3. Nach dem Gesagten ist die angefochtene Verfügung nicht zu beanstanden (Art. 106 AsylG) und die Beschwerde ist abzuweisen. 4. 4.1 Mit vorliegendem Urteil fällt der am 15. Juli 2025 angeordnete Vollzugsstopp dahin und das Gesuch um Erteilung der aufschiebenden Wirkung wird gegenstandslos. 4.2 Die Begehren waren von vornherein aussichtslos, weshalb das Gesuch um unentgeltliche Rechtspflege abzuweisen ist. 4.3 Bei diesem Ausgang des Verfahrens sind die Kosten dem unterliegenden Beschwerdeführer aufzuerlegen (Art. 63 Abs. 1 VwVG) und auf insgesamt Fr. 750.- festzusetzen (Art. 1-3 des Reglements vom 21. Februar 2008 über die Kosten und Entschädigungen vor dem Bundesverwaltungsgericht [VGKE, SR 173.320.2]).

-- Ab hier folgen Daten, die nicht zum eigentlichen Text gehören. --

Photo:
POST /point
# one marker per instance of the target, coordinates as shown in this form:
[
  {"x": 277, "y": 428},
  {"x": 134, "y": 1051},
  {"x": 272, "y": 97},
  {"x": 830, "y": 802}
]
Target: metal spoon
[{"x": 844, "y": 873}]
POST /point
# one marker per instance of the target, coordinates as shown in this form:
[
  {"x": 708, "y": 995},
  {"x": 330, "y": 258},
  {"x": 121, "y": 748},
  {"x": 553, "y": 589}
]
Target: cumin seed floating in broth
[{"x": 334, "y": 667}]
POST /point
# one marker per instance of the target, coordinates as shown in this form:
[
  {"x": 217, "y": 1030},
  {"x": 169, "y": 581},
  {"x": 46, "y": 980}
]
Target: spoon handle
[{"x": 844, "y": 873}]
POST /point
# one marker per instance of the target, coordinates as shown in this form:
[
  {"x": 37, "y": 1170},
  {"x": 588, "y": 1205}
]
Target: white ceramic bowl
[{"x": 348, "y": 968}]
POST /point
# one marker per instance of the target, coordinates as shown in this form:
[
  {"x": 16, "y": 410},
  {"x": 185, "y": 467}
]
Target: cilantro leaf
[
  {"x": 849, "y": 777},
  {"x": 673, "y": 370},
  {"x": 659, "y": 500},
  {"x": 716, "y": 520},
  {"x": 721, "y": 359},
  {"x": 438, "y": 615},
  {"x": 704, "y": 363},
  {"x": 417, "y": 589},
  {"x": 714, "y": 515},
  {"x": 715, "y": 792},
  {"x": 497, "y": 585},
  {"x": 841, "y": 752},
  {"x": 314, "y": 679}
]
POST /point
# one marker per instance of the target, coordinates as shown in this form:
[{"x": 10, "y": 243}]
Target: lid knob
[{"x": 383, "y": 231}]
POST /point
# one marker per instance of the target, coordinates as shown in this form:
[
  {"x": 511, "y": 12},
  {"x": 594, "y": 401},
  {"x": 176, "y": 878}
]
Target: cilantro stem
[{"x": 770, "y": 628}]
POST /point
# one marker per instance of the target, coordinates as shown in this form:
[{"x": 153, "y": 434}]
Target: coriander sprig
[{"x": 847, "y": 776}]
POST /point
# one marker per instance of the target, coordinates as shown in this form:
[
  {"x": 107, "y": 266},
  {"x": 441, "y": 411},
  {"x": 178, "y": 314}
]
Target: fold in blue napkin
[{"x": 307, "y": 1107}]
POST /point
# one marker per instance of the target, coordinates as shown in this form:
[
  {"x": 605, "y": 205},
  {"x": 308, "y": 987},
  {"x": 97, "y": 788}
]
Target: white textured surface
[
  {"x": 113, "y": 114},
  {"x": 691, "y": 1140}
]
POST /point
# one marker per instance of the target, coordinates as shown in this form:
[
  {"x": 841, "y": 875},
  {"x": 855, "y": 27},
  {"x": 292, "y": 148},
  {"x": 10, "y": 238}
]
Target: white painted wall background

5. Dieses Urteil ist endgültig (Art. 83 Bst. d Ziff. 1 BGG). (Dispositiv nachfolgende Seite) Demnach erkennt das Bundesverwaltungsgericht:

1. Die Beschwerde wird abgewiesen.

2. Das Gesuch um Gewährung der unentgeltlichen Rechtspflege wird abgewiesen.

3. Die Verfahrenskosten von Fr. 750.- werden dem Beschwerdeführer auferlegt.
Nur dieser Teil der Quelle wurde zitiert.